DELVING AGAIN INTO the family archives, I found an obituary article about Fred Delano Willoughby in The Mountain States Banker, June, 1943, which named my father, Fred Thomas Willoughby, as a surviving son, and an old Denver Post article about Fred D.’s demise, as a mining man in Aspen. “That should take care of it,” I told my son.

And it did. Shortly thereafter, Zoe Hubbard mailed me our certificates. I’m No. 821; my son, No. 822.

Later I learned I could have gotten my grandfather’s birth record at the State Archives, 1313 Sherman Street, Rm. 1B-20,Denver, CO 80203. (Tel #303-866-2358 or 1-800-305-3442) because Fred Delano Willoughby was born October 28, 1870, in Denver. The birth index for Colorado denizens from 1863 until 1899 is housed there, and is open to the public.

Birth records after that date cannot be obtained without compelling reason. Nosy neighbors, curious about how many years you may have shaved off your age, cannot indulge their curiosity because state law restricts who has access to birth and death records, according to Linda Eisnach, certification section chief.

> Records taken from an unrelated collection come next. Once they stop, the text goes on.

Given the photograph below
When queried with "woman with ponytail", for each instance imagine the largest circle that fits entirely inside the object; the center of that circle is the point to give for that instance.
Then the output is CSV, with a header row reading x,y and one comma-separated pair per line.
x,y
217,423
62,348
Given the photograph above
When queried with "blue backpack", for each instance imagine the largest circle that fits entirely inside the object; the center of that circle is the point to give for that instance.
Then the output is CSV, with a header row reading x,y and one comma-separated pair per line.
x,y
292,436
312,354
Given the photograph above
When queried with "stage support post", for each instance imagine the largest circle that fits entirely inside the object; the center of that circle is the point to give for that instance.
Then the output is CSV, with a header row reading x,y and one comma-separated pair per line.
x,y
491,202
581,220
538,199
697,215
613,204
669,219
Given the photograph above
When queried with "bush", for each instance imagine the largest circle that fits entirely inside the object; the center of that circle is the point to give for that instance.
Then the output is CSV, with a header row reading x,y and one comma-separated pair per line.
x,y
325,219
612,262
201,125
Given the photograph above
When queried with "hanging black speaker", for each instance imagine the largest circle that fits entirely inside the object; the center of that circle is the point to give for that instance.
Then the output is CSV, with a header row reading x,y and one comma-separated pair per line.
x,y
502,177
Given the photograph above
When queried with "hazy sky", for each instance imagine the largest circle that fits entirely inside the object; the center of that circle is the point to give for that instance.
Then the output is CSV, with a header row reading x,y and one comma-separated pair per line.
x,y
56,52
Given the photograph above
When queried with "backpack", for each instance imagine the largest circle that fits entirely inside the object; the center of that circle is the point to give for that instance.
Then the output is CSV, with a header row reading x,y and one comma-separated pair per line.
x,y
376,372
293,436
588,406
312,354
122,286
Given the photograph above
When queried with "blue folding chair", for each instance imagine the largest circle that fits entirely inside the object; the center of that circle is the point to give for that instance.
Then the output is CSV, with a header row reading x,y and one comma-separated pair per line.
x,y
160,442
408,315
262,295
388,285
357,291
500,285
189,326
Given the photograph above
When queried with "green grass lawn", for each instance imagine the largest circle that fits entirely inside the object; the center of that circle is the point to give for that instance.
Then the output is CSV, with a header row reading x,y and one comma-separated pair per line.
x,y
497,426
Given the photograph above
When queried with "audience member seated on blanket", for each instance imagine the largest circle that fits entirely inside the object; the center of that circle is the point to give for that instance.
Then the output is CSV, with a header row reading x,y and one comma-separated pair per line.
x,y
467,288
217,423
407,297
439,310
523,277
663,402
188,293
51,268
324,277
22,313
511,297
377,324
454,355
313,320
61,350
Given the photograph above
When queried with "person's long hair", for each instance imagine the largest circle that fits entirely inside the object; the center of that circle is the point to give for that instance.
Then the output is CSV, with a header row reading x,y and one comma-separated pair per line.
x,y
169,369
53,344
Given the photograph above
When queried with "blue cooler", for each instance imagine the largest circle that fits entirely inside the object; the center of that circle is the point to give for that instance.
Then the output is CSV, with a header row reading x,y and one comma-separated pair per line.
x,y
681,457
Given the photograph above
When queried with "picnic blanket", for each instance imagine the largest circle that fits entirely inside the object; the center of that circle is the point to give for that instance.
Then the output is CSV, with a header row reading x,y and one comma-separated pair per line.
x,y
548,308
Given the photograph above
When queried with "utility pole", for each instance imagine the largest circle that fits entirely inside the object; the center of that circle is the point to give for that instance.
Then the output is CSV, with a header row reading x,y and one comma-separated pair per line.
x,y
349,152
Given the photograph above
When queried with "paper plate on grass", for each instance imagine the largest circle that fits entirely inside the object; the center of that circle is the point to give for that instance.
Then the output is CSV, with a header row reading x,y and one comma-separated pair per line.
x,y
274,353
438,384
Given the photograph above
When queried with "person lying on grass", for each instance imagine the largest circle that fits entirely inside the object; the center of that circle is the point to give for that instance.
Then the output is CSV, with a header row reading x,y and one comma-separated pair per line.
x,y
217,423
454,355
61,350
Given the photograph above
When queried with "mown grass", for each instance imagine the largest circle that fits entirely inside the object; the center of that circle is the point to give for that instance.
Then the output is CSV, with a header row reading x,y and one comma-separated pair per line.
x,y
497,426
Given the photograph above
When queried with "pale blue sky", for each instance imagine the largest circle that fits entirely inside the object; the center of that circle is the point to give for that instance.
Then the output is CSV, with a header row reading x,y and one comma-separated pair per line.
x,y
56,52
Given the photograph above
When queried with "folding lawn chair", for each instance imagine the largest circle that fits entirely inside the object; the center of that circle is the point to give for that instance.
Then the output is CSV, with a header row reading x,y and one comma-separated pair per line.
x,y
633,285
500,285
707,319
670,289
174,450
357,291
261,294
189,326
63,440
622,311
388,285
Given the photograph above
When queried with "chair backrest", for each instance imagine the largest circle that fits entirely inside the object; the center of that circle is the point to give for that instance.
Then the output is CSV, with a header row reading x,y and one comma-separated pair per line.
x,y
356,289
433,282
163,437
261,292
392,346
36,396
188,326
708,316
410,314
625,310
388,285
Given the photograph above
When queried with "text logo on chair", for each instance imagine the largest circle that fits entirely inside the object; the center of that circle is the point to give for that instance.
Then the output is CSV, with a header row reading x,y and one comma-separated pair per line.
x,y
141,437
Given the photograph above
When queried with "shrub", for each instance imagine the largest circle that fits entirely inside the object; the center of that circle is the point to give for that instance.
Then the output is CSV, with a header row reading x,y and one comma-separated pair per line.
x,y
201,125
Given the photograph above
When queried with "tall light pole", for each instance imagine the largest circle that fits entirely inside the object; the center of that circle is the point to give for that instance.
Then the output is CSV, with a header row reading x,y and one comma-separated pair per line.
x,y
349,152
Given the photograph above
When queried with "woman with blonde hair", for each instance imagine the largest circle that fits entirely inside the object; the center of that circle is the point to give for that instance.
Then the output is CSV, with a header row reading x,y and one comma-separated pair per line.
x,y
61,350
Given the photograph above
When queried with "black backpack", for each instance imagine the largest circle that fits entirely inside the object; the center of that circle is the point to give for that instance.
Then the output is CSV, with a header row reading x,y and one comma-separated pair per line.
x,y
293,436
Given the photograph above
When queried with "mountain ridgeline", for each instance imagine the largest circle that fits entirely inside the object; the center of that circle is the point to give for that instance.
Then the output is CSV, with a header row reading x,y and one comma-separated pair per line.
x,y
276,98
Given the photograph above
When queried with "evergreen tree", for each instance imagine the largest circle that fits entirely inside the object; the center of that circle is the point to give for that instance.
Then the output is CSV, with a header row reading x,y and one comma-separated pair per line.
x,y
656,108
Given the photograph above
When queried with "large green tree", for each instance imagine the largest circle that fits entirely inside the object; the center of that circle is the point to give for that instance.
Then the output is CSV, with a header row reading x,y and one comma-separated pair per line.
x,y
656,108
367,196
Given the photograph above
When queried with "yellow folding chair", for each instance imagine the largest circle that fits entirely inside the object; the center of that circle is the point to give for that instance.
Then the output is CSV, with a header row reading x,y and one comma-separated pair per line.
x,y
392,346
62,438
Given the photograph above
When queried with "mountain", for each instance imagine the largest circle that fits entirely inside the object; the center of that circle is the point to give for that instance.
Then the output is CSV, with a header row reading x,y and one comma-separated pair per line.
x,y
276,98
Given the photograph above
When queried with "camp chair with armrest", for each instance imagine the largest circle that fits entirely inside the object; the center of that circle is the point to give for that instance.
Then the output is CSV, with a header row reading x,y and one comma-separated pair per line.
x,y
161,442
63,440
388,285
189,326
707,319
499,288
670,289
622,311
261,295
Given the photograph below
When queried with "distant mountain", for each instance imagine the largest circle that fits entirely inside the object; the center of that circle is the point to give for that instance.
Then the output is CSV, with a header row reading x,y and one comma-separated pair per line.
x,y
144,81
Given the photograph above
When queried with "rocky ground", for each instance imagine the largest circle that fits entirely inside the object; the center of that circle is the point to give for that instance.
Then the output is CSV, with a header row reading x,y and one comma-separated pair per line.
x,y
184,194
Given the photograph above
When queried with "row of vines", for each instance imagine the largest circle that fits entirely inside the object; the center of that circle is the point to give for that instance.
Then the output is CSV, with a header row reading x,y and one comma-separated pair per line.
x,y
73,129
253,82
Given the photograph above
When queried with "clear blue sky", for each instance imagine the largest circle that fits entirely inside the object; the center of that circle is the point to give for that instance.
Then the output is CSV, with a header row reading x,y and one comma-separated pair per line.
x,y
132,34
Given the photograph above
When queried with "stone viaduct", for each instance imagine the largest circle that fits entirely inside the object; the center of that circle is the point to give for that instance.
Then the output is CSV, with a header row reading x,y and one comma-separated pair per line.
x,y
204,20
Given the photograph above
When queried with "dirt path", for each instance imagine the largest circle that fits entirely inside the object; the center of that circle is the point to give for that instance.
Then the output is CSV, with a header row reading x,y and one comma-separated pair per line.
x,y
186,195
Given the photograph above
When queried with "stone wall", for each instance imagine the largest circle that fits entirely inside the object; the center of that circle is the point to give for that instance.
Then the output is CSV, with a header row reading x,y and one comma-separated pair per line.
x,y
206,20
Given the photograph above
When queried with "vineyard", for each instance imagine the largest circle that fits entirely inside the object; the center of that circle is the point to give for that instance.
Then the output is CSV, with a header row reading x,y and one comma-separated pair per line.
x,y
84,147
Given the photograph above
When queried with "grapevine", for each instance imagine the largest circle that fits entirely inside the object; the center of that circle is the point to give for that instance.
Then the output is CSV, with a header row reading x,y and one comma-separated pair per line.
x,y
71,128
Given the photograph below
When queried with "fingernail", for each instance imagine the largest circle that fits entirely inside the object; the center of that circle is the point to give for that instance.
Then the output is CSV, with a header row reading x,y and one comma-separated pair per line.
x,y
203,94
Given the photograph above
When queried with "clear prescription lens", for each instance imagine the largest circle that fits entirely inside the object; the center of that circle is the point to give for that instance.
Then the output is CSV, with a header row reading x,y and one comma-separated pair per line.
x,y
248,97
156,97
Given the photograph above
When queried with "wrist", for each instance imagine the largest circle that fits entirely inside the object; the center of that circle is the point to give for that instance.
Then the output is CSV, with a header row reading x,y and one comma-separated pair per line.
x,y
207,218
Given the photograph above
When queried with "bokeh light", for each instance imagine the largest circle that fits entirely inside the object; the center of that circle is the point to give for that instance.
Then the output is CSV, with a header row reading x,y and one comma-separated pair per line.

OTHER GOOD SOURCES of documentation Hubbard recommends are the Federal Center, Building 48, Archives, West 6th Avenue, in Denver (303-23-0817) and the Denver Public Library, which has a wealth of information on family history, including census records. The Colorado Department of Health/Vital Records Section is at 4300 Cherry Creek Drive South, Denver CO 80222-1530 (303-756-4484). And don’t forget local museums and historical societies as good sources of documentation, Hubbard adds.

It was my cousin Audrey Willoughby Kutz who went to the Federal Archives Building in Denver to document our common ancestor. She had to don white gloves lest finger sweat damage those fragile old documents. She found “E.A. Willobought” on page 360 of the 1860 federal census. A typical misspelling of the family name. Willoughby (pronounced “Willobee”) is easy to say, but hard to spell. Conversely “Englert” is spelled as it sounds, though telemarketers insist on adding more syllables to this neat, short name, like, “May I speak to Mr. Engle (pause) bert, please?”

The 1860 census document that Audrey obtained lists the “Free Inhabitants in the County of Arapahoe, State of Kansas.”

“Heck,” I said, after she sent me a copy. “We’re not Coloradans. We’re Kansans.”

Jeanne Englert grew up in Aspen when it was still part of Colorado, and she is a former editor of the Southern Ute Drum in Ignacio. She now lives in Lafayette.